Forward momentum or not, the stench of death has been in the air this English summertime. And so has the nastily familiar sense that some lives matter than others. Grenfell Tower was mostly inhabited by non-white UK nationals and recent immigrants. While their city council members plucked strawberries at their country homes, these residents worried about fire safety in their block of London council flats. They did the British thing and wrote strongly worded letters to the proper authorities; they were left to burn alive. The tower block had recently been encased in materials that made the building look less like what it was—a public housing project—at a good price. The council had made sure of that. They did not care to notice, or noticed and did not care, that in using a cheaper, flammable material they had created a death trap. Around 80 died when the building was engulfed in flames after a refrigerator caught fire last month. This was, in part, a manmade disaster. Conspiracy theories have put the number of dead much higher, as many as two or three hundred. Unfounded reports have circulated in the local community that forty unreported Muslims perished in a room together as they prayed for Ramadan.

Rage and injustice can make you see things. The AIDS crisis, too, was, in part, a manmade disaster. Kushner’s play makes its rage and injustice the crucible for prophecy. Did the divine presence still walk on “England’s mountains green”? asked William Blake in “Jerusalem.” That poem has become an all-too-trite little-England-celebrating hymn. But Blake was also a radical prophet who railed against Mammon and “dark Satanic mills”—the Youngest Living Bolshevik. “I will not cease from Mental Fight,” Blake wrote, in the part that gets droned away in the hymn-singing “Nor shall my Sword sleep in my hand; Till we have built Jerusalem, In Englands green & pleasant Land.” If God does come back, we should probably still sue the bastard.

In the meantime we get on with things. Carrying on is what Brits do, or so they tell us. It’s certainly what the nurses do. Angels’ nurse character Belize, caring for dying AIDS patients to the end, is the beating purple (sorry, mauve) heart of Kushner’s play: tough, fabulous, and kind. And this angel gets all the best lines. “You come with me to room 1013 over at the hospital,” Belize tells Louis, in the play’s most searing speech: “I’ll show you America. Terminal, crazy, and mean.” Things have recently felt more terminal than usual. Where Louis has his theories and justice, Belize tells us to keep fierce and carry on. “I live in America,” he tells Louis, “that’s hard enough, I don’t have to love it.” But he does live there. And because he does, so can the rest of us.

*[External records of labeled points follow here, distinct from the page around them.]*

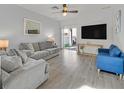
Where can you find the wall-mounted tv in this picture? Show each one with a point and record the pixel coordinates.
(94, 31)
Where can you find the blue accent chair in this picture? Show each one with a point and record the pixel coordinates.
(110, 60)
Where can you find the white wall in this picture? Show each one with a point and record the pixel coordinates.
(12, 25)
(119, 36)
(92, 18)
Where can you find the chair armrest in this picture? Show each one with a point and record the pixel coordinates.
(119, 62)
(55, 46)
(103, 50)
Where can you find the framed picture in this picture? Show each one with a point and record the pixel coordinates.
(31, 26)
(118, 21)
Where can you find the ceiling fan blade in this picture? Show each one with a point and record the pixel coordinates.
(75, 11)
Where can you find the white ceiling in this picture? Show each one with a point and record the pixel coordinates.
(46, 9)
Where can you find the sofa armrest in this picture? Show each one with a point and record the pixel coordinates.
(103, 50)
(28, 52)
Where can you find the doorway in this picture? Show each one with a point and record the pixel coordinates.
(70, 38)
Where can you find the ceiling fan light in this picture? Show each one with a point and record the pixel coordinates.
(64, 14)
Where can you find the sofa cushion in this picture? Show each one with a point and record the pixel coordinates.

There are no angels in England, either. But there are plenty of nurses. The opening ceremony for the 2012 London Olympics had scenes of dark satanic mills and England’s mountains green. But at the heart of this Fantasia on National Themes were thousands of nurses, spinning brilliantly white hospital beds into the initials of our other national religion: the National Health Service. For all that we grumble, the British keep our own fractured faith in our national services. Or so it always seemed. When I first read the play as an undergraduate in England, British society seemed secure and America seemed alluringly vast and incomprehensible. Now things everywhere seem shrunken and mean. But even watching from a country that doesn’t really do optimism, Angels in America still maintains its capacity to galvanize. And American muscle aside (sorry, “Todd”), the play may even expand its wingspan at a time when, all over the globe, things are cracking up, once again.

–John Havard teaches in New York. He is finishing a book on the origins of political disaffection.